Successful demonstration of diagnostics instrumentation

CODAC (Control, Data Access and Communication) is the central, conventional control system responsible for operating the ITER device. It provides the interface "language" for 220 ITER plant instrumentation and control (I&C) systems containing actuators, sensors and all instrumentation and control functions required to measure and control the plasma parameters.

Because plant I&C systems are being procured together with the plant systems from the ITER Members, whereas CODAC is implemented by the ITER Central Team, the interface between the central system and the plant system I&Cs must be well defined and strictly adhered to. A uniform, standardized approach to design of plant system controls is also important to reduce overall project manufacturing and maintenance costs.

In order to facilitate integration, CODAC has organized plant system I&Cs into groups that represent the functional needs of tokamak operation (as illustrated in the image below, levels 1 and 2). Diagnostics represents about 50 percent of all ITER plant I&Cs.

Pilot projects have allowed the CODAC team to test plant I&C systems based on the ITER CODAC technology both on the ITER site and in the arenas of operating tokamaks worldwide. In 2012, CODAC successfully demonstrated its capability to control fuelling at the Korean tokamak KSTAR and to operate the flywheel generator control system at the Frascati Tokamak Upgrade (FTU) Project in Italy. In addition, the ITER Steady State Electrical Network (SSEN) powering the ITER facility has been monitored by CODAC since September 2011.

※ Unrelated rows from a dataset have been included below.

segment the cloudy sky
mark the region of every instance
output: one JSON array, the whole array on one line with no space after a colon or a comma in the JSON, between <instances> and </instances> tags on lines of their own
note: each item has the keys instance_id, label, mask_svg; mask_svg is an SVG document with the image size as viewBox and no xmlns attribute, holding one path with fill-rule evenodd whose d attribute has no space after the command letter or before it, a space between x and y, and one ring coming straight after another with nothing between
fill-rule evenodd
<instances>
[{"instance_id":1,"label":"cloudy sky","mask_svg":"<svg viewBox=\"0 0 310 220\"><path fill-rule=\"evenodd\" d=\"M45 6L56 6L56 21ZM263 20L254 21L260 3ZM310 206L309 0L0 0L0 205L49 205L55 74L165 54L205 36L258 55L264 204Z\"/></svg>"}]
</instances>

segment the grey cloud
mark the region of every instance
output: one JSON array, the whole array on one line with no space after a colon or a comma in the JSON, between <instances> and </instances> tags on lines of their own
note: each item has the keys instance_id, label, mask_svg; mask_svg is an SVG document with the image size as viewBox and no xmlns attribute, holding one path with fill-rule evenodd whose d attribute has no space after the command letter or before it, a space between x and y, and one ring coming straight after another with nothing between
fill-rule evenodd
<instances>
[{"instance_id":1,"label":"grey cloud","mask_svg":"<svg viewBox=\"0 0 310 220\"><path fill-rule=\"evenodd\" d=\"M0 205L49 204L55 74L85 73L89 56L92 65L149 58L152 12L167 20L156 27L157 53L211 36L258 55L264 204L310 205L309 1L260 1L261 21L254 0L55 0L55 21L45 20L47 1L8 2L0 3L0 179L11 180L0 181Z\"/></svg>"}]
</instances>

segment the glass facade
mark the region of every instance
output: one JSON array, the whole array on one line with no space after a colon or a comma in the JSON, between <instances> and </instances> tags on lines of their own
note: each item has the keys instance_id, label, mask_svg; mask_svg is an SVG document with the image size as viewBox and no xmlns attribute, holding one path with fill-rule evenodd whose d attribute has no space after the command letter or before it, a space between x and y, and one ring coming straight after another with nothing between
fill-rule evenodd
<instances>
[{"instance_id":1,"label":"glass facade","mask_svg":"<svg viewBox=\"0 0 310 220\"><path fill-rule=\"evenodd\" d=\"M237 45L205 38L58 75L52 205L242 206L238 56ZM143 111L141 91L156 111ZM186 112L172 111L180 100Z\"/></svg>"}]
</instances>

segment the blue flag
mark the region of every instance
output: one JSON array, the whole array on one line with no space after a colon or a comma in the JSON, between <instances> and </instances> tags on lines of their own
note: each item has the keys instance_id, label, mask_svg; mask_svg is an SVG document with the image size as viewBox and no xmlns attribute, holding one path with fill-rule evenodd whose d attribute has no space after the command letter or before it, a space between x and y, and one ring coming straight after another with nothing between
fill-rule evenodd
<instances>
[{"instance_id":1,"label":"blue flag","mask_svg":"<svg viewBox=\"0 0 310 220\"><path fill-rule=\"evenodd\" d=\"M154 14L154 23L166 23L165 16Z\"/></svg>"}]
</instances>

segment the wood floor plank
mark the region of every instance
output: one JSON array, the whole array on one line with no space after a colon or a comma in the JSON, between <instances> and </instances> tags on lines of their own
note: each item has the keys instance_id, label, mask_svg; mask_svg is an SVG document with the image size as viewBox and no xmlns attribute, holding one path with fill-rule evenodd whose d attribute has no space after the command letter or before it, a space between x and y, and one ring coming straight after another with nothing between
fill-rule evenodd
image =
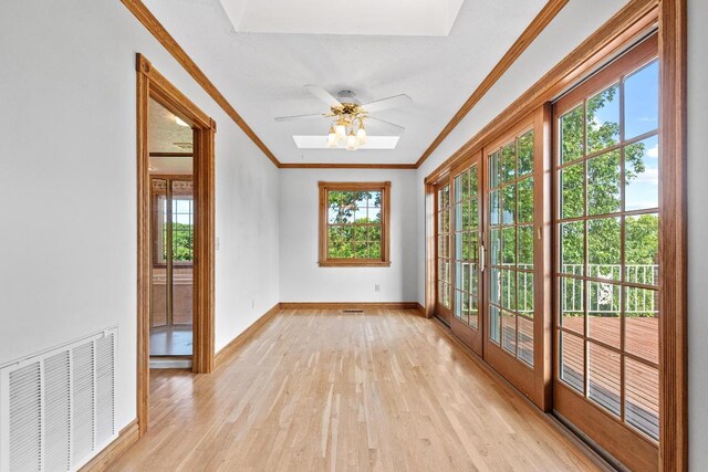
<instances>
[{"instance_id":1,"label":"wood floor plank","mask_svg":"<svg viewBox=\"0 0 708 472\"><path fill-rule=\"evenodd\" d=\"M282 311L214 374L150 389L111 470L597 470L413 311Z\"/></svg>"}]
</instances>

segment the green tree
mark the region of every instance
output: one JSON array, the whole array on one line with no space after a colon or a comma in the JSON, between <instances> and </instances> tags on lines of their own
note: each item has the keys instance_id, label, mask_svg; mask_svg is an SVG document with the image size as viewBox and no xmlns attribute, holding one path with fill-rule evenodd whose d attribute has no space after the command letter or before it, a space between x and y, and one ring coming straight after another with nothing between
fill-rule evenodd
<instances>
[{"instance_id":1,"label":"green tree","mask_svg":"<svg viewBox=\"0 0 708 472\"><path fill-rule=\"evenodd\" d=\"M622 154L618 149L601 153L603 149L620 143L620 105L618 86L613 86L570 111L561 118L561 162L566 165L561 170L561 217L577 218L583 216L600 217L617 213L622 210L622 187L629 185L645 171L645 144L636 143L624 148L624 181L622 180ZM612 117L616 117L613 119ZM608 119L600 119L601 116ZM586 139L584 138L586 128ZM600 155L580 160L587 154ZM586 175L585 175L586 166ZM616 217L592 219L587 224L587 266L590 276L618 280L622 231L621 220ZM585 223L573 221L561 224L561 251L564 272L579 274L571 270L571 264L584 263ZM656 264L658 252L658 217L644 214L625 219L625 264ZM625 268L626 268L625 265ZM632 280L638 271L627 271L625 280L642 283L654 283L650 280ZM644 276L644 275L643 275ZM572 282L571 282L572 283ZM590 301L597 298L597 284L591 284ZM613 292L607 306L620 306L618 291ZM570 294L570 291L568 292ZM570 301L565 301L570 306Z\"/></svg>"}]
</instances>

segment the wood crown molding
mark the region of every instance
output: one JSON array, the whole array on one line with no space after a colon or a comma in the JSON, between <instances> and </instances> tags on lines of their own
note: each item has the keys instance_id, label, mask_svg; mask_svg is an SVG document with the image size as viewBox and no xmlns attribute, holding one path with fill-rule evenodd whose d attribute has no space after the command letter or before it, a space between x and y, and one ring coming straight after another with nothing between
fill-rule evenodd
<instances>
[{"instance_id":1,"label":"wood crown molding","mask_svg":"<svg viewBox=\"0 0 708 472\"><path fill-rule=\"evenodd\" d=\"M418 302L281 302L280 310L415 310Z\"/></svg>"},{"instance_id":2,"label":"wood crown molding","mask_svg":"<svg viewBox=\"0 0 708 472\"><path fill-rule=\"evenodd\" d=\"M261 151L275 165L283 169L417 169L423 161L437 148L452 129L462 120L471 108L485 96L485 94L497 83L503 73L513 62L527 50L535 38L548 27L555 15L568 4L569 0L550 0L539 12L533 21L527 27L523 33L517 39L513 45L507 51L494 69L487 75L477 90L460 107L457 114L450 119L436 139L426 149L423 156L415 164L283 164L258 137L253 129L246 123L239 113L226 99L223 94L209 81L206 74L197 66L194 60L185 52L177 41L169 34L165 27L149 11L140 0L121 0L121 2L143 23L143 25L155 36L155 39L177 60L177 62L191 75L191 77L214 98L215 102L231 117L231 119L246 133L246 135L258 146ZM150 72L149 63L143 65L144 73Z\"/></svg>"},{"instance_id":3,"label":"wood crown molding","mask_svg":"<svg viewBox=\"0 0 708 472\"><path fill-rule=\"evenodd\" d=\"M519 120L519 117L533 113L543 103L552 99L555 95L580 81L584 74L597 69L608 56L613 56L624 50L628 41L649 30L657 21L658 0L631 0L597 31L440 164L425 178L425 182L435 182L466 159L467 156L481 150L486 144L503 133L504 129L513 126Z\"/></svg>"},{"instance_id":4,"label":"wood crown molding","mask_svg":"<svg viewBox=\"0 0 708 472\"><path fill-rule=\"evenodd\" d=\"M111 463L133 445L139 437L137 419L134 419L121 430L118 437L111 444L81 468L81 472L102 472L107 470Z\"/></svg>"},{"instance_id":5,"label":"wood crown molding","mask_svg":"<svg viewBox=\"0 0 708 472\"><path fill-rule=\"evenodd\" d=\"M177 43L177 41L167 32L165 27L155 18L155 15L148 10L148 8L140 0L121 0L121 2L143 23L143 25L155 36L155 39L175 57L175 60L187 71L189 75L199 84L201 88L209 94L211 98L229 115L233 123L239 126L243 133L263 151L263 154L275 165L280 167L280 161L273 153L266 146L266 144L258 137L258 135L251 129L246 120L239 115L239 113L231 106L226 97L219 92L219 90L209 81L204 72L197 66L197 64L189 57L184 49ZM138 71L143 73L150 73L152 67L149 63L140 64ZM216 127L215 127L216 129Z\"/></svg>"},{"instance_id":6,"label":"wood crown molding","mask_svg":"<svg viewBox=\"0 0 708 472\"><path fill-rule=\"evenodd\" d=\"M541 32L551 23L551 21L560 13L560 11L568 4L569 0L550 0L545 7L541 9L539 14L535 15L533 21L529 23L525 30L511 45L509 51L501 57L501 60L494 65L491 72L485 77L479 86L467 98L467 102L462 104L460 109L457 111L450 122L442 128L440 134L433 140L430 146L423 153L423 156L416 161L416 169L425 162L425 160L433 154L435 149L445 140L445 138L452 133L452 129L460 124L460 122L467 116L467 114L479 103L480 99L489 92L489 90L501 78L501 76L511 67L511 65L519 59L521 54L533 43L533 41L541 34Z\"/></svg>"}]
</instances>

In the latest practical demonstration, a prototype of a neutron diagnostics plant I&C system was demonstrated to a large group of diagnosticians in the CODAC control room—a specially equipped facility located in the basement of ITER Headquarters.

The divertor neutron flux monitor, procured through the Russian Domestic Agency, is a diagnostic that measures the fusion power of the ITER Tokamak. In a close association between the ITER CODAC team and Russian colleagues, the idea was born to convert a diagnostic plant I&C example (created with the objective of simplification, cost reduction, standardization and full integration with ITER control system) into a basic plant I&C of a real diagnostic for evaluation by the Russian Domestic Agency.

The design followed the standard system engineering methodology developed for diagnostics and implemented in compliance with the Plant Control Design Handbook (see insert below), utilizing CODAC Core System and CODAC-provided tools and data repositories. The implementation followed extensive testing documented in detailed reports. Before shipping the plant I&C to Russia, a demonstration was made in manual and automated operation to large group of diagnosticians in the CODAC Control Room. 

The demonstration proved that complex, and high performance diagnostics can be built in compliance with the ITER Plant Control Design Handbook, while meeting the stringent requirements of the diagnostics.

The fusion power measurement is based on fission chambers which produce short electrical pulses where the pulse rate is proportional to the fusion power. To cover the wide dynamic range of more the 6 orders of magnitude and a fast measurement update every millisecond, a complex analysis of millions of data samples are required. The demonstration covered not only the aspects of high performance data processing but also the needs for the execution of elaborated procedures such as various types of calibrations, built-in health management, raw data archiving, and finally the fully automated operation that will be supervised by the central CODAC system. This is the first time diagnostic plant I&C is fully based on the CODAC technology, making use of the latest CODAC features.